Book Read Free

The Best American Nonrequired Reading 2015

Page 8

by Adam Johnson


  SARAH (December 12, 2009)

  Fuck you, body, I think as I get out of bed. My head is a balloon filled with water, my shoulders are slack and lifeless, and my eyes feel like glass. I slowly pull on my pants, walk three steps to the sink, and drink two cups of water. My stomach makes an ugly sound, so I ring the bell for the second time even though I know it won’t make the guards come any faster.

  The bell is a round, black rubber button on the wall. When I push it, a green light, which the guards can see but often ignore, comes on outside my cell door. I need to use the bathroom, so I begin to pace the length of my i0-by-i4-foot cell, punching the air like a boxer with my eyes fixed on my bare feet and the brown carpet. I let out a cry of frustration, pick up a plastic cup, and hurl it at the wall. I decide to pee in the sink.

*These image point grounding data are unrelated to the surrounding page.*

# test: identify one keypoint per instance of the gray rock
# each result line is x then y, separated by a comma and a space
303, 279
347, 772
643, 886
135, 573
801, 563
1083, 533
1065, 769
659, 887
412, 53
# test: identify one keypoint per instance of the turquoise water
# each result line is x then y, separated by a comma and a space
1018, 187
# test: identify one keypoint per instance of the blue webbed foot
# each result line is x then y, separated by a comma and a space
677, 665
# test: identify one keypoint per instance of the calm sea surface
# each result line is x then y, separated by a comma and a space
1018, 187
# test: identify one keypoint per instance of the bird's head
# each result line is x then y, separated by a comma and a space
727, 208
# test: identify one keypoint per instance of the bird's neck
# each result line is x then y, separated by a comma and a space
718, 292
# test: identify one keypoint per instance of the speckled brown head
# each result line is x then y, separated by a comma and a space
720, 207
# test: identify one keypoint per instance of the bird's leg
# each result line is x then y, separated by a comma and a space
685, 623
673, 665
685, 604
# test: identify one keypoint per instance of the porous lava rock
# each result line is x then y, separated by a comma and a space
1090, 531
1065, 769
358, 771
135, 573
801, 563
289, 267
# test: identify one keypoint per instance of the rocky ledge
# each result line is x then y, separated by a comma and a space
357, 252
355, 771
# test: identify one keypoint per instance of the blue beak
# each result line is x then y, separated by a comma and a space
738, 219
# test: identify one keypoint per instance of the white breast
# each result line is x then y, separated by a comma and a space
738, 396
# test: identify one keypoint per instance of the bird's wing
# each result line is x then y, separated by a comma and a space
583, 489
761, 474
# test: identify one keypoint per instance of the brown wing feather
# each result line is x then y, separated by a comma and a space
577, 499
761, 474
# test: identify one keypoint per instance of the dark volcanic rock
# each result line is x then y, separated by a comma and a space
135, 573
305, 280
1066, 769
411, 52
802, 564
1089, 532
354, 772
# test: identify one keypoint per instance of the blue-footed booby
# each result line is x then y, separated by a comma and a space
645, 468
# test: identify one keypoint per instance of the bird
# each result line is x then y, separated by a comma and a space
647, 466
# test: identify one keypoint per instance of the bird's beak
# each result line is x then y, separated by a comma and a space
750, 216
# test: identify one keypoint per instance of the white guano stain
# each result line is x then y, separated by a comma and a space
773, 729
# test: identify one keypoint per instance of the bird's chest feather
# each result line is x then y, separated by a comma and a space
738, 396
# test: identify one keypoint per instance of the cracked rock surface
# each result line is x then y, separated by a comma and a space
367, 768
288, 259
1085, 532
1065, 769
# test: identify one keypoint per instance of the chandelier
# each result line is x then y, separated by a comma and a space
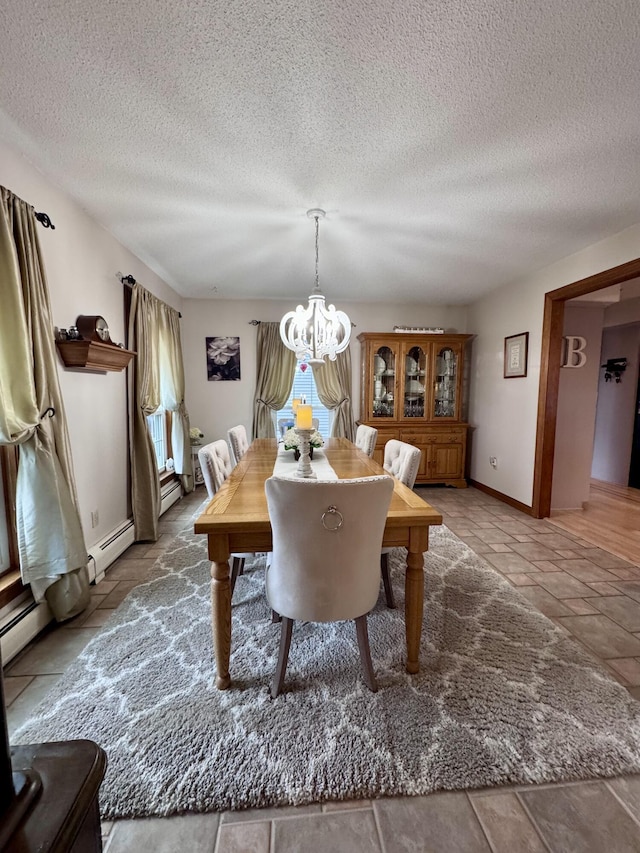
318, 330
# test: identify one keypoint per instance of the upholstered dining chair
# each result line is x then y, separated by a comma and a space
366, 438
402, 460
327, 538
216, 466
238, 442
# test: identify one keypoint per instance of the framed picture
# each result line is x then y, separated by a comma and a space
223, 359
515, 355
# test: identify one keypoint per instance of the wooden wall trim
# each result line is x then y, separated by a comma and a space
550, 355
501, 497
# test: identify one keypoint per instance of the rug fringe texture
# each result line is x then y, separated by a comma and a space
503, 696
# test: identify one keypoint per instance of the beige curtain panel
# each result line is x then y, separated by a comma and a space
53, 554
276, 366
333, 383
156, 377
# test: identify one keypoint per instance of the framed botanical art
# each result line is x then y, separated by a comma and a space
515, 355
223, 359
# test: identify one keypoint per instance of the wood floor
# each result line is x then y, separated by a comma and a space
611, 520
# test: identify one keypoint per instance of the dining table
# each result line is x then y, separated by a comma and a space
236, 520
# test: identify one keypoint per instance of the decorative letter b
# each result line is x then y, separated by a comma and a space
574, 352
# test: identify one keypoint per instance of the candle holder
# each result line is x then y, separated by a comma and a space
304, 464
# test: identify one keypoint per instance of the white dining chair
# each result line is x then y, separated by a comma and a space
366, 438
216, 466
238, 442
403, 461
325, 564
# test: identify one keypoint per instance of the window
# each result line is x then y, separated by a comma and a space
159, 424
304, 386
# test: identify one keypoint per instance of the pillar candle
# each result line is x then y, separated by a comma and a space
304, 417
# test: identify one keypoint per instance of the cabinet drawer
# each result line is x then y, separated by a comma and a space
451, 436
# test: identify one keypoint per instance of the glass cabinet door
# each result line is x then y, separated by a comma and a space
445, 402
415, 377
383, 378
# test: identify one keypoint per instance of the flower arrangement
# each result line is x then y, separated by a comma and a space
292, 440
195, 434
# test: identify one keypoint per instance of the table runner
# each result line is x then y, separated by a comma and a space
286, 465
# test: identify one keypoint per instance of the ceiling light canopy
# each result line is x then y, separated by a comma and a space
317, 331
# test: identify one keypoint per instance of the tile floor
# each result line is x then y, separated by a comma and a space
586, 591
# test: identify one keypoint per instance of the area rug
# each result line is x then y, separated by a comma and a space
503, 696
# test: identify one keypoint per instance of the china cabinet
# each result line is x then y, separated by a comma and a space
413, 389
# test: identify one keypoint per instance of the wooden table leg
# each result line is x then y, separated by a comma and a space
414, 596
221, 619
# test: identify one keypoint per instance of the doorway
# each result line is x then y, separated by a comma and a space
551, 350
634, 468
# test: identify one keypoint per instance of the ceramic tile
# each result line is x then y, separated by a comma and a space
122, 589
629, 668
244, 838
580, 606
564, 586
603, 588
195, 833
585, 571
585, 818
507, 563
545, 565
545, 602
13, 687
438, 823
602, 635
53, 653
245, 815
604, 559
336, 832
346, 805
518, 579
534, 551
23, 706
506, 824
627, 789
625, 611
555, 541
494, 536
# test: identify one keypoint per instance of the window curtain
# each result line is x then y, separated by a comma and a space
333, 383
156, 378
276, 366
53, 554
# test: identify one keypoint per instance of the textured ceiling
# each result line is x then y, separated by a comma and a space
455, 145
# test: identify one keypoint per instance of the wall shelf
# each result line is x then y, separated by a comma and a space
93, 355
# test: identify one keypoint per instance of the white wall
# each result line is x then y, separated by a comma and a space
81, 259
504, 411
577, 398
616, 407
216, 406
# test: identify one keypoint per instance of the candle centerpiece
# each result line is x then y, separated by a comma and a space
304, 428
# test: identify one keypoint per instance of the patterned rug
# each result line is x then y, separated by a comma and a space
503, 696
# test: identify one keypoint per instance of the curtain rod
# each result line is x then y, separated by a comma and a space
43, 218
129, 280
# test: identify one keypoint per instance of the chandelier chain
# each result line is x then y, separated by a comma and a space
317, 233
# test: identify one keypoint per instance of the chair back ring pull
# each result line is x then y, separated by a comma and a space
337, 521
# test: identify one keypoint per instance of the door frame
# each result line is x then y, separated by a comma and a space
550, 356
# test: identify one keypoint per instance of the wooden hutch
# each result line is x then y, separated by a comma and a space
413, 388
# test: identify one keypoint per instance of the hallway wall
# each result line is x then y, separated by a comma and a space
616, 406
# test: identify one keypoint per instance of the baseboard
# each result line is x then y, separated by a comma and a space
19, 628
22, 627
499, 496
171, 493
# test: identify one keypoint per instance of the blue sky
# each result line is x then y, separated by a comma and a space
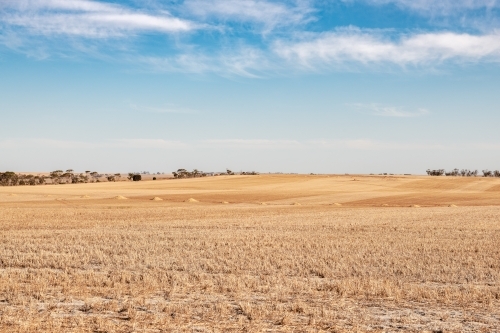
339, 86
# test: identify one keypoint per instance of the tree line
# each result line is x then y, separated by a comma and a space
463, 173
57, 177
183, 173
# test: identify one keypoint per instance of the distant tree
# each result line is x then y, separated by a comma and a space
487, 173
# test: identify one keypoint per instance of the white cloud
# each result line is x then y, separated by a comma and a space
253, 144
166, 109
87, 18
267, 13
348, 46
388, 111
438, 6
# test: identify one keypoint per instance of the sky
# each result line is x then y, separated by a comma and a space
305, 86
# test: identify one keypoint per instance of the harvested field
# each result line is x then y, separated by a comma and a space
324, 253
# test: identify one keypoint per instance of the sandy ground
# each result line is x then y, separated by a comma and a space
276, 253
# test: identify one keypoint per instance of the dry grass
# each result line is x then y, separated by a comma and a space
137, 265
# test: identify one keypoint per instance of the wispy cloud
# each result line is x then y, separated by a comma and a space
388, 111
246, 61
267, 13
87, 18
240, 144
437, 6
355, 46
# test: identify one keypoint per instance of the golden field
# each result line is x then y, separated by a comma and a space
268, 253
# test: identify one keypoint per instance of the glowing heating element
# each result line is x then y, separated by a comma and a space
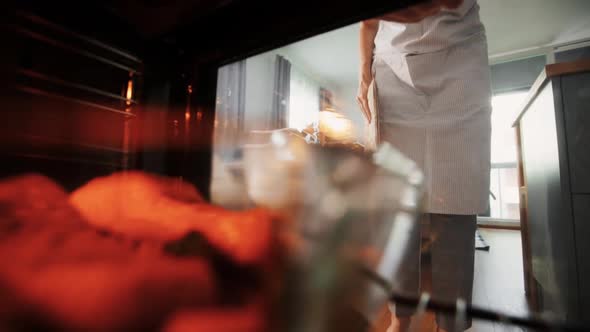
335, 126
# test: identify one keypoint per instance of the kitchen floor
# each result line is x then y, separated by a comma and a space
498, 282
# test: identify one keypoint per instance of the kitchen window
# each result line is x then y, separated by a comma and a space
304, 100
504, 200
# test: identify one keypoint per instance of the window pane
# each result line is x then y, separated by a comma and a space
504, 109
304, 100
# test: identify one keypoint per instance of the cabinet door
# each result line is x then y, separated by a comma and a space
582, 222
576, 102
549, 222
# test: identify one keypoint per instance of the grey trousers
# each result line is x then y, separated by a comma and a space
450, 239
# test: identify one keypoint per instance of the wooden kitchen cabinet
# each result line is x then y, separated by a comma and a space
553, 131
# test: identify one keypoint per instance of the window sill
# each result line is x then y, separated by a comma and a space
498, 223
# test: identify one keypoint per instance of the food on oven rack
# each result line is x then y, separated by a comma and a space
101, 259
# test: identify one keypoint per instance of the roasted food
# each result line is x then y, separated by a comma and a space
139, 204
115, 269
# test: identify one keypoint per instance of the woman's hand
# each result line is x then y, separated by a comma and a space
368, 31
362, 95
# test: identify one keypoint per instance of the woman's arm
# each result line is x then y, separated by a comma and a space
368, 31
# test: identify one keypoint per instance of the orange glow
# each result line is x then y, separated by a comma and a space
175, 208
93, 259
129, 93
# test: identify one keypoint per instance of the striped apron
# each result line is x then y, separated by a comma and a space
433, 94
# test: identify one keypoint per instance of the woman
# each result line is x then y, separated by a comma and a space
430, 70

  Ever since I found out Shane and Josh were put together, I’ve been full of uncontrollable anger at everything and everyone. And hate—an almost violent hate.

  If Shane and Josh can get through this, so can I. That’s been my motto since we came here. Even during the months we didn’t see each other, I knew they were enduring the same empty hours I was. Now that they are together in one cell, there’s a rupture between us, a distance I don’t know how to bridge.

  When I’m with Shane and Josh in hava khori, I almost feel worse. Every touch reminds me of the absence of touch. Their situation seems heavenly to me—they’re out of solitary! What could be better than sharing a leisurely game of chess, listening to endless stories about each other’s lives, being able to connect without the fear of interference? They are halfway there, halfway to sanity and normalcy, halfway to freedom! I want to feel happy for them, but I don’t know how much longer I can hold it together alone in this cell.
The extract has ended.